Analysemetstruct¶
- acceptIDsSuggested(metabolite_structure, IDsSuggested, annotationSource)[source]¶
function [metabolite_structure,IDsAdded] = acceptIDsSuggested(metabolite_structure,IDsSuggested) This function accepts suggested IDs as provided in the list IDsSuggested and adds them to the metabolite_structure. Note each row in IDsSuggested that shall be accepted must have an entry in the 6th column specifying that the entry in the 2nd column shall be accepted for the metabolite in the 1st column. Note that at this stage the annotation/curation level will be raised to curated, so it is imperative that each row and suggested ID will be carefully evaluated before being accepted.
INPUT metabolite_structure metabolite structure IDsSuggested list of suggested IDs, each row to be accepted
must have ‘accepted’ in the 6th column
annotationSource source of annotation, e.g. ‘curator (name)’ OUTPUT metabolite_structure updated metabolite structure IDsAdded List of added IDs
Ines Thiele, 01/2021
- addAnnotations(metabolite_structure, RAW, annotationSource, annotationType, annotationVerification)[source]¶
function [metabolite_structure] = addAnnotations(metabolite_structure,RAW,annotationSource,annotationType) This function adds annotations (fields) to the metabolite_structure. It is generally used to populate the metabolite_structure with new metabolites from an xlsx sheet (RAW).
INPUT metabolite_structure metabolite structure RAW data read in using the function xlsread, e.g.,
[NUM,TXT,RAW]=xlsread(‘MetaboliteTranslationTable.xlsx’); Note that the xlsx sheet has to have certain headers to be correctly read in.
- annotationSource define annotation source (to track where the
information came from, e.g., ‘Recon3D’). If not specified, ‘unknown’ will be added
annotation Type type of annotation, e.g., ‘automatic’ (Default), ‘manual’ annotationVerification verification of annotation, e.g., ‘not verified’ (Default), ‘verified by curator’, ‘verified based on inchiKeys’

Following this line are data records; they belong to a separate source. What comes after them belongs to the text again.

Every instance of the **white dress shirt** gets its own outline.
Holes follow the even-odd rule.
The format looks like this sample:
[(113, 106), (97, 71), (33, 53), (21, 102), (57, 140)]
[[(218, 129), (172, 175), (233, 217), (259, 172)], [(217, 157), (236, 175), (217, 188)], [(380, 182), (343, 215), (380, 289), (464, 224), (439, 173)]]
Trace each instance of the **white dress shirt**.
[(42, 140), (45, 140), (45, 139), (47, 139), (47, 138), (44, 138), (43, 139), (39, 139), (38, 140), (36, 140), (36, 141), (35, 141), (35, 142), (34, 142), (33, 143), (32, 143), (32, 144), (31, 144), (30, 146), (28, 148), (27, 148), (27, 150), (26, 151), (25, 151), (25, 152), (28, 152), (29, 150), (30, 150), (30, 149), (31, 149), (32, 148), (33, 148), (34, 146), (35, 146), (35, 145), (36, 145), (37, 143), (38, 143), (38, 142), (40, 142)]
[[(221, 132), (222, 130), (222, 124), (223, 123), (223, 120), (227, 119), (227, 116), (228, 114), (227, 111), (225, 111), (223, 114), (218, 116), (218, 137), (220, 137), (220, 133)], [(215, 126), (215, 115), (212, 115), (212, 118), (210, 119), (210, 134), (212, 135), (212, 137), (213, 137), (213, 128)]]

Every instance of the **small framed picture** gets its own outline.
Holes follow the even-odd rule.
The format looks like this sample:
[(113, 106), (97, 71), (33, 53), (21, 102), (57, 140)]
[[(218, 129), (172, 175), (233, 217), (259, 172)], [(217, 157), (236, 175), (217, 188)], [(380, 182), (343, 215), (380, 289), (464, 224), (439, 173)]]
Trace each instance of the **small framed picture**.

OUTPUT metabolite_structure updated metabolite structure
Ines Thiele 2020/2021
- addInfoFromMolFiles(metabolite_structure, folderName, startSearch, endSearch)[source]¶
This function creates inchiStrings, smiles, and inchiKeys from provided mol files, in the case that these fields are empty (NaN) in the structure.
INPUT metabolite_structure metabolite structure folderName name of folder that contains the mol structures startSearch specify where the search should start in the
metabolite structure. Must be numeric (optional, default: all metabolites in the structure will be search for)
- endSearch specify where the search should end in the
metabolite structure. Must be numeric (optional, default: all metabolites in the structure will be search for)
OUTPUT metabolite_structure Updated metabolite structure
Ines Thiele, 09/2021
- addMetFormulaCharge(metabolite_structure, startSearch, endSearch)[source]¶
This function uses getInchiString2ChargedFormula.m to calculate charge and neutral formula.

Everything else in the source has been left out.